The point of doing this before retrieval, rather than after, is simple. Once a chunk is embedded, the personal data is mathematically baked into the vector. You cannot redact a vector. You can only refuse to return it, and refusal at query time is a permission system, not a privacy guarantee. If you want a knowledge brain you can actually defend, the embeddings have to be built from text that is already safe to embed. Everything else is a workaround.

The structure layer

A pile of de-personalised documents is still a pile. The structure layer is what turns it into something a retrieval system can reason over.

I build it as a graph, not a tree. Documents are nodes. Matters are nodes. Clauses, where they are reusable, are nodes. Edges carry meaning: supersedes, cites, was-executed-in, is-draft-of, responds-to. When somebody asks the system a question, the graph is what stops the answer from being a soup of plausible-sounding fragments. The graph is what lets the system say: this clause appears in seventeen executed agreements, the most recent of which was last year, and here is the line of drafts that led to its current form.

The graph also carries the access rules. Every node has a sensitivity tag. Every edge respects it. Retrieval that crosses a boundary either fails or returns a redacted summary, depending on the user. None of this is glamorous engineering. It is plumbing. It is also the difference between a system you can put in front of a partner and a system you cannot.

The embedding strategy

People talk about embedding strategy as though the choice of model were the main decision. It is not. The main decision is what you embed, at what granularity, and with what context attached.

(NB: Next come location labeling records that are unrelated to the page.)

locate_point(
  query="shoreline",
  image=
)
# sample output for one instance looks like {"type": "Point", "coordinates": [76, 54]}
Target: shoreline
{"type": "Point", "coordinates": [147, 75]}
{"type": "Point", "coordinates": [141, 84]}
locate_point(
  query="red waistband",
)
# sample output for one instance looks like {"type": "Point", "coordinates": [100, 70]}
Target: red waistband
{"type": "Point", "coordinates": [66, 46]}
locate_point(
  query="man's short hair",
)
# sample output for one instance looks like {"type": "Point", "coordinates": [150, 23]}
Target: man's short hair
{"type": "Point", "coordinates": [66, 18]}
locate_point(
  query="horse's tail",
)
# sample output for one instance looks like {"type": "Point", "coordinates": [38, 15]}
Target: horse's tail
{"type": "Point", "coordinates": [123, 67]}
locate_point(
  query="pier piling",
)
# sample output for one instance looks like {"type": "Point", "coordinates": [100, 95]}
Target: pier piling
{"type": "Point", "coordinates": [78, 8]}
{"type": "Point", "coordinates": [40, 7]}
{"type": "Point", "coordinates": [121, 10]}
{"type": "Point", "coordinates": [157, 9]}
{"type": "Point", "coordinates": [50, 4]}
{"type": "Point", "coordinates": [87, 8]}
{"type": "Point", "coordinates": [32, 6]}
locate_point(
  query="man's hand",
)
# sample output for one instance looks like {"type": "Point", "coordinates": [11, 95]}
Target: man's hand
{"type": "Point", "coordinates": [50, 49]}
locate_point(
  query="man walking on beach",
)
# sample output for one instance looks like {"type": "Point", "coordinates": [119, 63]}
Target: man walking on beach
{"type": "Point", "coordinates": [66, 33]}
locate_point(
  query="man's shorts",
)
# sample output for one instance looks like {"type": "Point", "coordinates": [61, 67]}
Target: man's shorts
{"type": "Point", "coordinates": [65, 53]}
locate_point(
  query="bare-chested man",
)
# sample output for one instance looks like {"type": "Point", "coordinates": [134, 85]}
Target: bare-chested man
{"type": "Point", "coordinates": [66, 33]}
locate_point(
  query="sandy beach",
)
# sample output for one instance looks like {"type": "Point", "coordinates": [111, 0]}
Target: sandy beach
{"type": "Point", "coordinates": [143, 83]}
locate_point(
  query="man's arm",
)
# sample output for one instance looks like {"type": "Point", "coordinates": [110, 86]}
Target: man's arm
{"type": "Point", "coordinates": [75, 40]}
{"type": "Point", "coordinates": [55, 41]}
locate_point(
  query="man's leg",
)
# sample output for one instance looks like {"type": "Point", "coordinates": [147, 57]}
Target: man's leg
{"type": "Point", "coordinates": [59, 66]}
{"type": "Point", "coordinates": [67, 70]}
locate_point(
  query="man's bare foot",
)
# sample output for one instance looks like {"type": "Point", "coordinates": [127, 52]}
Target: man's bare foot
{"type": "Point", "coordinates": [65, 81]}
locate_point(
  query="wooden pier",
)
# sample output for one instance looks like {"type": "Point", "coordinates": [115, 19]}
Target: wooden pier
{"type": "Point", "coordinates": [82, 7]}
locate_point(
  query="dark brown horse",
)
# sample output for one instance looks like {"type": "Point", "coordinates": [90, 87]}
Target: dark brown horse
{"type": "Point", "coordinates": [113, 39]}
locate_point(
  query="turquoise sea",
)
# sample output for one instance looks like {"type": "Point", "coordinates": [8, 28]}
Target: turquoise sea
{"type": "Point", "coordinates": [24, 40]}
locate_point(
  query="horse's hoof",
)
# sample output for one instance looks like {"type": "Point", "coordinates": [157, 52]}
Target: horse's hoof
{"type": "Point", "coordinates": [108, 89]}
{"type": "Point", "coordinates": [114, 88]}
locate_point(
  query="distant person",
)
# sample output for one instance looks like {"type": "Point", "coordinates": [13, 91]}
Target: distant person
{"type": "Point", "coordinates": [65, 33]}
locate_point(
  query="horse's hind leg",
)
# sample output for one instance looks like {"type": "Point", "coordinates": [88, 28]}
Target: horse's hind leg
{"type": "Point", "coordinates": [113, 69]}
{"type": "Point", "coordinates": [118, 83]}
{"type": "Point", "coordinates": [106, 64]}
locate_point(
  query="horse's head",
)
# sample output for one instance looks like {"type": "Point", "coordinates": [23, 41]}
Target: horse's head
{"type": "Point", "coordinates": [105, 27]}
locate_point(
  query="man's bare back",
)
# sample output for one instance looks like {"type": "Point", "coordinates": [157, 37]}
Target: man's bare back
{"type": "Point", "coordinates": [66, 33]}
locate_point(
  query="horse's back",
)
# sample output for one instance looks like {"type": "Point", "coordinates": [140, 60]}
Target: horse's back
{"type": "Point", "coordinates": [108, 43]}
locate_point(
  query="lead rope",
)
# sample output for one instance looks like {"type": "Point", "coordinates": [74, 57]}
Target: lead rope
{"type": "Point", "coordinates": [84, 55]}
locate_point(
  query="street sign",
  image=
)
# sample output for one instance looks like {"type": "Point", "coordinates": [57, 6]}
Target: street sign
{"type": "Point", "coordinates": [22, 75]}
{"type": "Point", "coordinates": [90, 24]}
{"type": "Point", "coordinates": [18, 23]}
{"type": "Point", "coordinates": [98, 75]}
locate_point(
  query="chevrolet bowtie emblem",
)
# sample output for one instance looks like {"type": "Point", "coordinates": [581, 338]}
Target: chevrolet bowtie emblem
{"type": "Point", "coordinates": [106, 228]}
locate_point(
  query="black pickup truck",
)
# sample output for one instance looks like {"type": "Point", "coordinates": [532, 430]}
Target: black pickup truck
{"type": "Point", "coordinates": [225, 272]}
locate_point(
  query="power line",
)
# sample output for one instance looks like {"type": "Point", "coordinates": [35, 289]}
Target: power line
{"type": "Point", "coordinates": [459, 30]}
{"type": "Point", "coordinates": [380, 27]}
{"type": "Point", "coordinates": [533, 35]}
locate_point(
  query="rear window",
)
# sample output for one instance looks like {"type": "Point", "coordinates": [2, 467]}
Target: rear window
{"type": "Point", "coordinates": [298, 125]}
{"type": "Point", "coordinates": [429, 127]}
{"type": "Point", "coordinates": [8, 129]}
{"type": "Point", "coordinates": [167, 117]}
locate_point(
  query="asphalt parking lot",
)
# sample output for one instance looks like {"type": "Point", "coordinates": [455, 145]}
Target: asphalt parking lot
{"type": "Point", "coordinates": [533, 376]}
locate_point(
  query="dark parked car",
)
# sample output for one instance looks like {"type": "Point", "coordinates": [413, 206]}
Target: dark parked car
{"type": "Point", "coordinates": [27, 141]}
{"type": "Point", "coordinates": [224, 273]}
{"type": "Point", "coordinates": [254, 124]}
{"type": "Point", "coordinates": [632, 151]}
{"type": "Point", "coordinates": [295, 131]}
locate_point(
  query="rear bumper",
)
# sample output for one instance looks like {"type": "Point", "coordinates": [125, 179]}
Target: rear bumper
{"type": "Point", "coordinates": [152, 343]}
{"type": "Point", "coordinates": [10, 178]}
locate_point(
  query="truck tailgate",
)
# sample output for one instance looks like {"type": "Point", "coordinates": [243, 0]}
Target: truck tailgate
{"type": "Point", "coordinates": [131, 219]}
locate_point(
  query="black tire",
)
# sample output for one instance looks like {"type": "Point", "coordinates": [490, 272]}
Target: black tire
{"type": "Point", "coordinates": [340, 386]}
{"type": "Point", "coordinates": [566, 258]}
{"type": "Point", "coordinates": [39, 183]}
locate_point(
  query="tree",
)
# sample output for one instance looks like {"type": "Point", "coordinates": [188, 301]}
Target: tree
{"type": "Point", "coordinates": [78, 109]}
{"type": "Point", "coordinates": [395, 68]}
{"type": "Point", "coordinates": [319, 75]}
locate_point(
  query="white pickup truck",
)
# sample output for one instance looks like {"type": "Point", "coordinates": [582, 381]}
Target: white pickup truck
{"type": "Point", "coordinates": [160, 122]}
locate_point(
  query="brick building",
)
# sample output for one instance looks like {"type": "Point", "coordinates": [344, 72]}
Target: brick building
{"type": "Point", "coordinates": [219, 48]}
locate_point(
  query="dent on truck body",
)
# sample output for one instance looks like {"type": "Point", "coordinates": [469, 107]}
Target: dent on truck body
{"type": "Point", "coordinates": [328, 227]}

For a practice archive I use three layers of embeddings, not one. The first is fine-grained: paragraph-level chunks, with a window of surrounding text included as context but not as the embedding target. This is what you query when somebody asks a precise factual question. The second is document-level: a single embedding per document, generated from a structured summary rather than from the document's raw first thousand tokens. This is what you query when somebody is trying to find the right document, not the right line. The third is matter-level: an embedding per matter, built from the summary of how the matter unfolded. This is what you query when somebody asks a question that begins have we ever seen a situation where….

Three layers, three different retrieval behaviours, one combined ranking step at the end. The cost is more storage and a more complicated query path. The benefit is that the system stops returning a paragraph from a 2008 file note when what the user actually wanted was the shape of a recurring problem across a decade of matters. Good RAG legal work, and good knowledge retrieval AI more generally, lives or dies on this — on whether the granularity of what you embedded matches the granularity of what people actually ask.

What the brain is for

It is worth being honest about what this kind of system is and is not. It is not a replacement for a lawyer, a doctor, or whichever professional generated the archive. It is a memory aid with structure. It answers the question what do we already know about this faster than a human can answer it from cold. It surfaces precedent that would otherwise be forgotten because the person who handled it has retired. It lets a junior find the executed version of a clause without having to ask three people which folder is the real one.

Used well, it shortens the distance between a question and the firm's existing answer to that question. Used badly, it invents answers the firm never gave. The difference between the two is almost entirely upstream — in the ingestion, the de-personalisation, the structure, and the embedding choices. By the time the user is typing a query, the quality of the answer has already been decided.

What to do this week

If you are sitting on a practice archive and thinking about a knowledge brain, do one thing this week: take a hundred randomly chosen documents from the last five years and try to classify them by hand. Not the metadata — the content. Note how often the filename lies, how often the version is unclear, how often a single document contains personal data you would not want a model to memorise. That hour of manual work will tell you more about what your ingestion pipeline has to do than any vendor demo will. At IMPT we are building the same kind of layered retrieval into our own internal tools — over commission ledgers, offset records, and partner contracts rather than legal files — and the lesson keeps repeating: the brain is only as good as the work you did before you let it learn.